顔というよりその下を見ての呟きに慌てて下肢を手で覆う。

「どこ見て言ってるんですか!ってか、誰だよ!」

見られまいとしゃがみ込んだ先には男のナニが下着のない状態でこちらを向いていた。
正直、その状態の他人のそれを見たのは初めてだ。
一体これはどういう状況なんだとしゃがみ込んだ先で顔を伏せて逃げ出そうとするも、二の腕を掴まれて引き戻される。

「分からねえか?」

「分からない…と思う」

だってこれがリボーンだとしたら、今までの赤ん坊姿に納得出来なくなる。
10年バズーカで入れ替わった10年後のリボーンがこんな大人の男になる訳がない。
変わり過ぎだと頭を振って男を見上げていると、この風呂場に不似合いな男は肩を竦めオレに背を向けてしゃがみ込んだ。

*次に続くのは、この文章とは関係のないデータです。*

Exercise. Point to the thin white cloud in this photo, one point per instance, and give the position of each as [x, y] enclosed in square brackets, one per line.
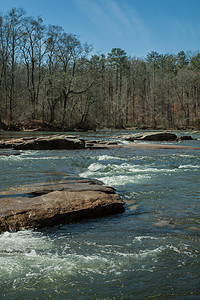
[98, 15]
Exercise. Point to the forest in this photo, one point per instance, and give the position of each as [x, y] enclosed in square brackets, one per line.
[49, 78]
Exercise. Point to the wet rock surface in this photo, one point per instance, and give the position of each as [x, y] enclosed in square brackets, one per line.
[50, 204]
[151, 136]
[53, 142]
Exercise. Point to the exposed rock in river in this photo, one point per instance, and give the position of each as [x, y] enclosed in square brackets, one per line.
[47, 205]
[152, 136]
[44, 143]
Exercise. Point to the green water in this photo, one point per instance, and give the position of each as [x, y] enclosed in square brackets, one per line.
[151, 251]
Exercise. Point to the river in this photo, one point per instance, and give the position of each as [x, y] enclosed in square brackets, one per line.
[151, 251]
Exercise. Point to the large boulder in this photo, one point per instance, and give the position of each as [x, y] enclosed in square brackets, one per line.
[152, 136]
[52, 204]
[53, 142]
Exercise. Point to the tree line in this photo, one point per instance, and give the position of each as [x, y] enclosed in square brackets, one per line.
[49, 76]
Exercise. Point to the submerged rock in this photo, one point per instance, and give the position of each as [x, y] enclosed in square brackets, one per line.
[52, 204]
[53, 142]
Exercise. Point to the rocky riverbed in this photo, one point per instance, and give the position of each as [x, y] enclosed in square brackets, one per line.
[50, 204]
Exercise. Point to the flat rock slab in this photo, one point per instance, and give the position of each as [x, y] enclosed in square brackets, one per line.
[50, 204]
[151, 136]
[53, 142]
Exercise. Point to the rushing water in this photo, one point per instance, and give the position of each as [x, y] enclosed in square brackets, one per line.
[151, 251]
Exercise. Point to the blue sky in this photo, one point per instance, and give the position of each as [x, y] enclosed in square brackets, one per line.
[136, 26]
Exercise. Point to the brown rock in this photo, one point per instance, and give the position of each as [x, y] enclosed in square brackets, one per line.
[44, 143]
[152, 136]
[49, 205]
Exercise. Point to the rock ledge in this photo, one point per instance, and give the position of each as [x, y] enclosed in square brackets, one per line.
[52, 204]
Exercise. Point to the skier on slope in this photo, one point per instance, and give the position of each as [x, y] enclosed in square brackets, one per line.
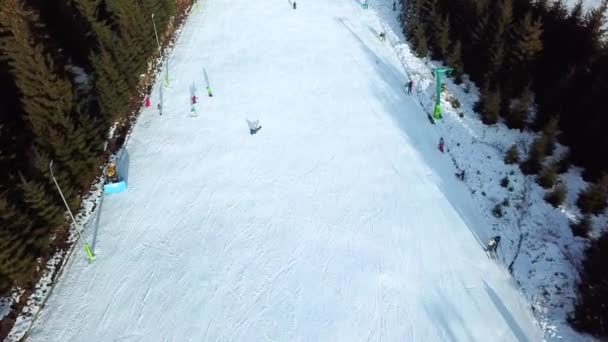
[460, 175]
[493, 245]
[254, 126]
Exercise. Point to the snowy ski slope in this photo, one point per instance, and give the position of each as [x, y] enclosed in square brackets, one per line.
[339, 221]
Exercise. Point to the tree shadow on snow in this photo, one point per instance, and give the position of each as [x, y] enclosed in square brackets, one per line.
[506, 315]
[450, 321]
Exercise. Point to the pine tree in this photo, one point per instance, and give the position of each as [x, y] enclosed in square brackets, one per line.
[525, 46]
[512, 155]
[47, 98]
[16, 259]
[593, 199]
[501, 20]
[490, 107]
[533, 163]
[40, 205]
[454, 60]
[550, 131]
[590, 314]
[518, 113]
[556, 196]
[443, 38]
[547, 176]
[420, 41]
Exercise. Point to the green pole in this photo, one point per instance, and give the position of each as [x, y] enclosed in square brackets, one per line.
[438, 72]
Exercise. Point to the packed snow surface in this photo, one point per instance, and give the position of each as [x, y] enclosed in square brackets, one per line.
[338, 221]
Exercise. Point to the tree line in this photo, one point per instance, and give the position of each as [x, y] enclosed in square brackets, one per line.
[70, 70]
[539, 66]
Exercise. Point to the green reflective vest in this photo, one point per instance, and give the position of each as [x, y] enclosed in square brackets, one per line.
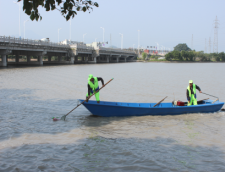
[95, 85]
[189, 90]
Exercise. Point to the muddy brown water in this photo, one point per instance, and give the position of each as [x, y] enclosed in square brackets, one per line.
[31, 141]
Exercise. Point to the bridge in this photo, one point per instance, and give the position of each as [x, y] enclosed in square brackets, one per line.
[17, 51]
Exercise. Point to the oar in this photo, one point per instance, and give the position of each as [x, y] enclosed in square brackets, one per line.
[160, 102]
[64, 117]
[210, 95]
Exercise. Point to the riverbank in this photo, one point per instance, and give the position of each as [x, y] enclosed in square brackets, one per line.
[164, 61]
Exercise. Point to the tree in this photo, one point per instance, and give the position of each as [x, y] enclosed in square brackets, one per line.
[144, 55]
[222, 56]
[68, 8]
[169, 56]
[184, 54]
[181, 47]
[191, 56]
[177, 55]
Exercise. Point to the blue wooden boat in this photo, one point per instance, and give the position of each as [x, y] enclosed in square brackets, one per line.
[120, 109]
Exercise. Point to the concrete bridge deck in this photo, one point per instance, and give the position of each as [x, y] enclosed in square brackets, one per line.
[57, 53]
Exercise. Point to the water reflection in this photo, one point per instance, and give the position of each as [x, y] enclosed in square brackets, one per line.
[31, 141]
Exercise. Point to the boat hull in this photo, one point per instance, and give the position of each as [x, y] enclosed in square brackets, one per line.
[120, 109]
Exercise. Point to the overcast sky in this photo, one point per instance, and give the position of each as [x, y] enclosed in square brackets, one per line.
[167, 22]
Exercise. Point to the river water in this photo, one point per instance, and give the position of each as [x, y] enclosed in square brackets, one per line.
[31, 141]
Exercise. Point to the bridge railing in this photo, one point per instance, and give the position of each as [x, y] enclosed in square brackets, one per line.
[116, 50]
[82, 46]
[31, 42]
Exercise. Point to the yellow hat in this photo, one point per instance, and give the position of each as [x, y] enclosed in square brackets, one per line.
[90, 76]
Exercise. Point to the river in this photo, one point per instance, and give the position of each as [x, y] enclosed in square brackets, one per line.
[31, 141]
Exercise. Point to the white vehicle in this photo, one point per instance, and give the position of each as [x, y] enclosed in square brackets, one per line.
[45, 40]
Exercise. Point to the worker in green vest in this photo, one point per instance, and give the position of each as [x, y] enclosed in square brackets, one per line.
[191, 93]
[93, 87]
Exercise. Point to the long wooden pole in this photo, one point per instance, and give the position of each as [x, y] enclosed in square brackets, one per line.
[64, 117]
[160, 101]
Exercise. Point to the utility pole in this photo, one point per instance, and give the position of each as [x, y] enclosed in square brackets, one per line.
[209, 50]
[138, 42]
[103, 33]
[205, 45]
[24, 28]
[110, 41]
[215, 44]
[70, 29]
[84, 36]
[19, 18]
[121, 41]
[58, 34]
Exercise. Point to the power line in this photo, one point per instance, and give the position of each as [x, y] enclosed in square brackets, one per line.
[209, 50]
[215, 44]
[205, 46]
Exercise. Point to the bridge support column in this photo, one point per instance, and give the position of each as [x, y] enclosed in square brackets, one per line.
[17, 58]
[59, 58]
[95, 59]
[83, 58]
[49, 58]
[40, 60]
[86, 59]
[3, 62]
[107, 59]
[28, 58]
[75, 59]
[72, 60]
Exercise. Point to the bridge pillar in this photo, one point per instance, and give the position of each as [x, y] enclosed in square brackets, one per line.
[86, 59]
[75, 59]
[95, 59]
[28, 58]
[40, 60]
[4, 62]
[49, 58]
[17, 58]
[72, 60]
[59, 58]
[117, 59]
[107, 59]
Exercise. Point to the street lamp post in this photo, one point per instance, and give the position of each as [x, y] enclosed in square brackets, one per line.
[24, 28]
[103, 33]
[121, 41]
[58, 34]
[70, 29]
[138, 41]
[83, 37]
[19, 17]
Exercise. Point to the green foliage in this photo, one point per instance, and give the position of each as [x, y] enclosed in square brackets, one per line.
[68, 8]
[222, 56]
[169, 56]
[191, 56]
[182, 47]
[177, 55]
[184, 54]
[194, 56]
[144, 55]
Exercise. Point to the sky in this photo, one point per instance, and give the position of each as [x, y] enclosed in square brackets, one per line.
[166, 22]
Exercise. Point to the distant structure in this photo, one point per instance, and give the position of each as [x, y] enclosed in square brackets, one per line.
[205, 45]
[215, 44]
[209, 49]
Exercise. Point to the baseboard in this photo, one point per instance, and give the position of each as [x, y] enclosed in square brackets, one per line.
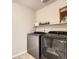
[19, 54]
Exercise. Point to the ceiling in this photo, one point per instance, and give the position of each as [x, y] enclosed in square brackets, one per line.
[34, 4]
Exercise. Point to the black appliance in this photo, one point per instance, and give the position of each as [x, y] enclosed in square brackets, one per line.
[54, 45]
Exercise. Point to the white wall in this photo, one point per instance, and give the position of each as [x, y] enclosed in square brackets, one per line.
[22, 23]
[51, 13]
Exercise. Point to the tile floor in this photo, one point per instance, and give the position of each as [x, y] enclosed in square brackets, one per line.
[24, 56]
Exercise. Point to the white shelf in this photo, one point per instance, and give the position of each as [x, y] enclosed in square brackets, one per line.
[51, 25]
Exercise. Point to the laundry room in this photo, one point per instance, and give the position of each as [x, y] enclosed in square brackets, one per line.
[39, 29]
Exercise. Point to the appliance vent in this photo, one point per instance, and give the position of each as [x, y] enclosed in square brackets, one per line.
[44, 1]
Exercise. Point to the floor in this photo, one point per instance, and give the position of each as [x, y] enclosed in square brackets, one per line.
[24, 56]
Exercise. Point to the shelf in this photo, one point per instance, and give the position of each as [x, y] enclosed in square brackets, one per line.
[51, 25]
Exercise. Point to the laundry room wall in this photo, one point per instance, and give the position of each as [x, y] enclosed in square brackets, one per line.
[50, 13]
[22, 23]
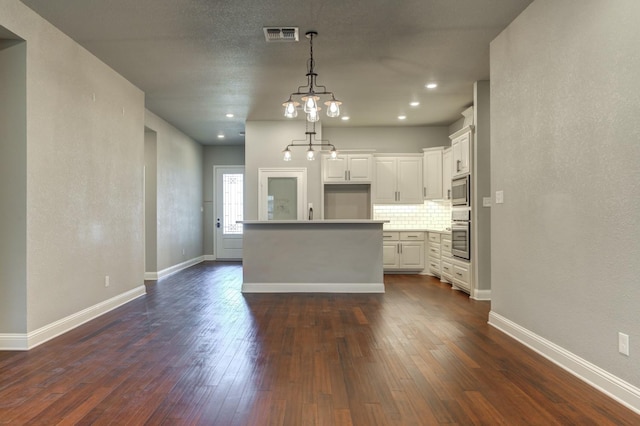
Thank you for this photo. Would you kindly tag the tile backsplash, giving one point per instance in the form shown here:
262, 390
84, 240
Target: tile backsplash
435, 215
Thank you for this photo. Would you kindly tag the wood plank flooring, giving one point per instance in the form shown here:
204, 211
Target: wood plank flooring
194, 350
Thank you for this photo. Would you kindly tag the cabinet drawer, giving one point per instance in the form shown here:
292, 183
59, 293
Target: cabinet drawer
434, 266
447, 269
461, 273
412, 236
434, 237
446, 247
434, 250
390, 236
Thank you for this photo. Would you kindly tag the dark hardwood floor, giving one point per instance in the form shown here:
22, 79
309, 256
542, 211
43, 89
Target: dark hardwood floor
194, 350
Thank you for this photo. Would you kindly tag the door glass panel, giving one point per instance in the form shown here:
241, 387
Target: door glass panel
232, 204
282, 198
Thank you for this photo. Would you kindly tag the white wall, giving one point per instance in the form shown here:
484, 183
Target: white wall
565, 148
84, 159
180, 213
13, 186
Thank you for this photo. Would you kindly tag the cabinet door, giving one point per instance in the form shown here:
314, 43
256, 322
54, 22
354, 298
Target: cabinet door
411, 255
385, 170
447, 167
334, 170
359, 168
460, 147
432, 174
390, 255
410, 180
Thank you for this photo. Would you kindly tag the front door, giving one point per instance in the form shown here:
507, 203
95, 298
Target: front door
229, 209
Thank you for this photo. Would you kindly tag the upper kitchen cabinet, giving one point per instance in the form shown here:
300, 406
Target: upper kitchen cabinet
347, 168
447, 172
461, 151
432, 162
398, 179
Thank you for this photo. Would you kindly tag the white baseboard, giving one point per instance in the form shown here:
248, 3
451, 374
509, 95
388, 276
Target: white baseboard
481, 294
150, 276
179, 267
313, 287
623, 392
26, 341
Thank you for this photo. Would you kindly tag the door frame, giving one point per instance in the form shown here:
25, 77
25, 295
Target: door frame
215, 202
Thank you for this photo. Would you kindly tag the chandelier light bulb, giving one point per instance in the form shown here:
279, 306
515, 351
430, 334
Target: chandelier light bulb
333, 108
313, 116
290, 109
286, 154
310, 103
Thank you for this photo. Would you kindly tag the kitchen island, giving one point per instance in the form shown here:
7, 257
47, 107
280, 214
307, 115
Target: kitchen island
318, 256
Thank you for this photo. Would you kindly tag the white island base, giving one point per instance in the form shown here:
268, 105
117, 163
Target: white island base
324, 256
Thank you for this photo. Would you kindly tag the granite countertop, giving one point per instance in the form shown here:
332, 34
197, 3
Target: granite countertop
441, 231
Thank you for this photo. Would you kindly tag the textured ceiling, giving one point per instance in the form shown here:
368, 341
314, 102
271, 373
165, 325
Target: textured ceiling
197, 60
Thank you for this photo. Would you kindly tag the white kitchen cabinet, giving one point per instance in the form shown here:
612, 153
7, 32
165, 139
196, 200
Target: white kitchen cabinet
347, 168
398, 179
461, 151
434, 253
403, 250
461, 276
447, 172
432, 172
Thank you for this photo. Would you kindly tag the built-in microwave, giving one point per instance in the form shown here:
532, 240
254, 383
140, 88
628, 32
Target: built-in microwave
461, 191
461, 232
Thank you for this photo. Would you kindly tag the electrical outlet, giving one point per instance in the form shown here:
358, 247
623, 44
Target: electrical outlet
623, 344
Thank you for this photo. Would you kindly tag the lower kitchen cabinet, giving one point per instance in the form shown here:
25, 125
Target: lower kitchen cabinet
403, 251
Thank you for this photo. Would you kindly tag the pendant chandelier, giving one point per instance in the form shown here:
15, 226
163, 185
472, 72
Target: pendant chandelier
310, 142
309, 95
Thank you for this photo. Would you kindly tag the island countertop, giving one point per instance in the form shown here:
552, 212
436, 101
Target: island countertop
310, 222
319, 256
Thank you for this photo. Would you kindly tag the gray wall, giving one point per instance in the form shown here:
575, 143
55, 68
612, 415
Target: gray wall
264, 143
180, 209
482, 185
388, 139
13, 187
151, 200
84, 162
565, 149
266, 140
217, 155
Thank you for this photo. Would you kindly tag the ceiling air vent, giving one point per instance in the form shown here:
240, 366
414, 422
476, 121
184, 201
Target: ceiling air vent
277, 34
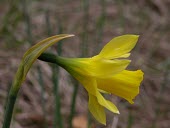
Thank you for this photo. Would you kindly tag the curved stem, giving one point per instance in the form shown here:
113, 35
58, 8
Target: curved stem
9, 109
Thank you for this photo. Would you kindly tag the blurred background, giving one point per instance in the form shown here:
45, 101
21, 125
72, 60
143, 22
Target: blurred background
50, 97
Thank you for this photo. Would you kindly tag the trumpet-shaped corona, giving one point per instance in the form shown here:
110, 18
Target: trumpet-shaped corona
106, 72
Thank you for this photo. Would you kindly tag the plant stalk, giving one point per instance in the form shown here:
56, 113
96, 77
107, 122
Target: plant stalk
9, 110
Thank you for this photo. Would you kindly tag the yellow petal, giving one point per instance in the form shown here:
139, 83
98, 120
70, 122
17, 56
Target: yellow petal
89, 83
125, 84
96, 109
94, 67
118, 47
107, 104
105, 67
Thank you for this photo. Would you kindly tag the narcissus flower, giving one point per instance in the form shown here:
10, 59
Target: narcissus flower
106, 73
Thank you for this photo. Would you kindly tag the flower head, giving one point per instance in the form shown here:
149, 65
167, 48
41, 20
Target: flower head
106, 72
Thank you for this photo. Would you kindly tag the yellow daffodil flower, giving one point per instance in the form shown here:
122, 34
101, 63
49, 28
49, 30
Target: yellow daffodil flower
106, 72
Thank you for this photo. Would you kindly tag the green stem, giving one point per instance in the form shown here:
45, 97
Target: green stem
9, 110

「スポンジを持ってるってことは背中を洗うところだったんだろう?丁度いい、洗え」

「んなっ?!どうしてオレが」

リボーンならまだしも、何故突然現れた見知らぬ男の背中を洗わなければならないのかと言いかけて口を噤んだ。
ジロリとオレを睨む視線は覚えのある冷たさで、否応もなく身体が自然に動きだす。
やっぱり本人なのかと勘に突き動かされる形で、男の背中に手を伸ばす。
よく泡立てていたスポンジだったが、時間の経過で泡がしぼんでしまっていた。
いくら広い背中とはいえ、これでは痛いかもしれないとスポンジを外すと桶に張っていたお湯に漬けて水分を行き渡らせた。そこにボディソープを垂らして泡立てていれば、大きな手がぬっと伸びてオレの手ごとスポンジを掴んだ。

「まどろっこしい手付きだな、昔も。貸してみろ」

そう言うと男の両手はオレの手ごとスポンジを揉みはじめた。
あっという間にきめ細かい泡が膨れ上がり、膝をついていたオレの下肢を白い泡が隠していく。
それでも止まらない男の手に段々意識が鈍りだして、誰の目からも隠すように足どころか腰まで泡にまみれていた。
その中をするりと何かが動き出す。

「っっ!」

腿と腿の間を泡を擦りつけるように手で撫でられて息を飲むと、目の前の男がクツリと声を漏らす。

「やっ、ちょ」

「ランボが見てるぞ」

言われて横を見ればランボがムッとした表情でオレと男とを睨んでいる。
いつもなら真っ先に割り込んで来るのに、男が誰なのか知っているのか、それとも怖いのか。
見られていることに気付いたオレは、男の手を外そうと泡の中に手を伸ばすがそれも男の手はすり抜けていく。
中心を避けて腰骨をなぞり、そのまま尻の膨らみへと伸びてきた。
泡のすべりのせいで拒むことも出来ずに撫でまわされて顔が赤らむ。
妙な声が出そうになって、見られている恥ずかしさに唇を噛んで堪えようとしても、それを許さないというように手はどんどん奥へと入り込んでくる。

「っ…!は、ぁ!」

食いしばった歯の隙間から漏れた息遣いが自分のものとは思えないほど艶かしくて、益々顔が熱を持つから慌てて俯いた。
それでも手は自由気ままにそこを撫で上げる。